US is withdrawing its troops from the country
The Pentagon downplayed Monday the impact of attacks by Taliban insurgents in Afghanistan over the weekend as US and allied forces began their withdrawal from the country.
“What we’ve seen are some small harassing attacks over the course of the weekend that have not had any significant impact, certainly not on our people or on our resources there,” said US Department of Defense spokesman John Kirby.
“We’ve seen nothing thus far that has affected the drawdown, or had any significant impact on the mission at hand in Afghanistan.”
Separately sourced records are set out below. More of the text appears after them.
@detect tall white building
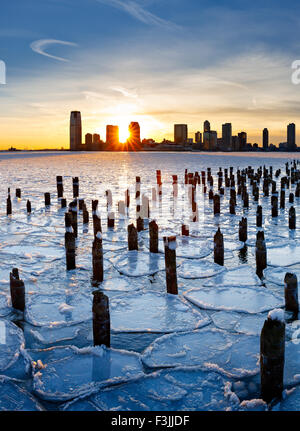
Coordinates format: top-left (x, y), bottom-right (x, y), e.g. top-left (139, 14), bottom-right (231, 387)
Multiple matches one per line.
top-left (70, 111), bottom-right (82, 151)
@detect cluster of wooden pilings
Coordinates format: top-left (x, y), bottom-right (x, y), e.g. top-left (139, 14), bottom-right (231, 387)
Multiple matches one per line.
top-left (7, 161), bottom-right (300, 402)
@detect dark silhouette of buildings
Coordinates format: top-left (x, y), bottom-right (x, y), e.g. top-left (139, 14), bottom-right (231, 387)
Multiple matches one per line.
top-left (127, 121), bottom-right (141, 150)
top-left (287, 123), bottom-right (297, 151)
top-left (70, 111), bottom-right (82, 151)
top-left (106, 125), bottom-right (120, 150)
top-left (263, 129), bottom-right (269, 151)
top-left (174, 124), bottom-right (188, 144)
top-left (222, 123), bottom-right (232, 151)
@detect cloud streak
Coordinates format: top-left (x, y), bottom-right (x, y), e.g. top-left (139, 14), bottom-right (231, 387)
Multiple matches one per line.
top-left (30, 39), bottom-right (77, 62)
top-left (97, 0), bottom-right (181, 30)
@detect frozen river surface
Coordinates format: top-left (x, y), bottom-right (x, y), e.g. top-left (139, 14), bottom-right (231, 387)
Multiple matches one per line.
top-left (0, 152), bottom-right (300, 411)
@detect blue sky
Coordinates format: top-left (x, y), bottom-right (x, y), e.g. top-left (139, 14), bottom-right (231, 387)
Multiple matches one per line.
top-left (0, 0), bottom-right (300, 148)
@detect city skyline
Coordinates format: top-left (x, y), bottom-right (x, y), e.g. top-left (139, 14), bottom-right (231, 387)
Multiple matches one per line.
top-left (69, 111), bottom-right (298, 152)
top-left (0, 0), bottom-right (300, 149)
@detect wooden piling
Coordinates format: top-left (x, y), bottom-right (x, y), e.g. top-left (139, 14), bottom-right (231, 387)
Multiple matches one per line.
top-left (72, 177), bottom-right (79, 199)
top-left (56, 176), bottom-right (64, 198)
top-left (93, 290), bottom-right (110, 347)
top-left (127, 224), bottom-right (138, 251)
top-left (164, 236), bottom-right (178, 295)
top-left (214, 228), bottom-right (224, 266)
top-left (149, 220), bottom-right (158, 253)
top-left (92, 232), bottom-right (103, 283)
top-left (284, 272), bottom-right (299, 315)
top-left (289, 207), bottom-right (296, 230)
top-left (65, 212), bottom-right (76, 271)
top-left (44, 192), bottom-right (51, 207)
top-left (255, 231), bottom-right (267, 277)
top-left (239, 217), bottom-right (248, 242)
top-left (260, 310), bottom-right (285, 403)
top-left (9, 268), bottom-right (25, 311)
On Saturday, just as the US military formally began to pull out its last 2,500 troops in the country, it launched a “precision strike” against the source of fire that targeted an airfield in Kandahar used by the Americans.
General Austin Miller, the US commander in Afghanistan, “certainly has at his disposal response options to make sure that he’s protecting our troops and our people,” Kirby said.
Nearly 20 years after US and allied NATO troops invaded the country and ousted the Taliban government as they pursued Al-Qaeda after the September 11, 2001 attacks, President Joe Biden ordered in April the final withdrawal.
But the Taliban meanwhile has stepped up its attacks against the US-backed government in Kabul, adding to worries that American troops were also at higher risk as they pull out.
Fighting between Afghan government forces and the Taliban on Saturday and Sunday in several provinces, including Kandahar, left more than 100 insurgents dead, according to the Afghan defense ministry.
Kirby also said that the Pentagon was “well aware” of the risks that many Afghans who worked for the US military and coalition forces face as the Taliban grow in power and threaten to seize control in Kabul.
US Defense Secretary Lloyd Austin is in talks with other officials “about how we meet our obligations to them,” he said.